From: Philippe Verdy (firstname.lastname@example.org)
Date: Wed Jun 25 2003 - 13:51:26 EDT
> From: "Michael (michka) Kaplan" <email@example.com>
> > From: "Michael (michka) Kaplan" <firstname.lastname@example.org>
> > > From: "Andrew C. West" <email@example.com>
> > > > What I'm suggesting is that although "cui" <0F45, 0F74, 0F72>
> > > > and "ciu" <0F45, 0F72, 0F74> should be rendered identically,
> > > > the logical ordering of the codepoints representing the vowels
> > > > may represent lexical differences that would
> > > > be lost during the process of normalisation.
> > >
> > > Do you (or does anyone) have an actual example where this is the
> > > case? It may well be true but until someone has a proof there is
> > > not really an indication of a specific problem for the UTC to
> > > address.
> > Let me add that this was the case recently for Hebrew (to mention on
> > example). So it is certainly not impossible.

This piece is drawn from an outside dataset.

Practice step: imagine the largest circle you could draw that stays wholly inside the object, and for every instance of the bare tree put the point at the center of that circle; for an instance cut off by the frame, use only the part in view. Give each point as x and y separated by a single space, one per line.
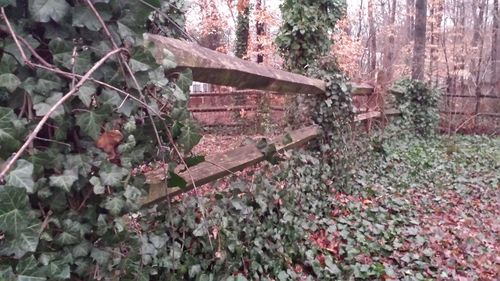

> > But we have enough real work to do that we should do our best to
> > veer from the theoretical. :-)
Another option would be, for the encoding of contractions, to encode an invisible letter (with combining class 0) that would prevent the reordering of combining characters. To be valid with the usage of Tibetan vowels, this character should be treated as a base consonnant, and then it would explicitly form a ligature with the previous encoding cluster, to create the actual grapheme cluster.
Why not using in that case a halant (virama) character to encode these contractions (which would be implicitly obvious for a native Tibetan reader of a rendered or printed text, but explicit for a computer program such as a generic indexing engine) ?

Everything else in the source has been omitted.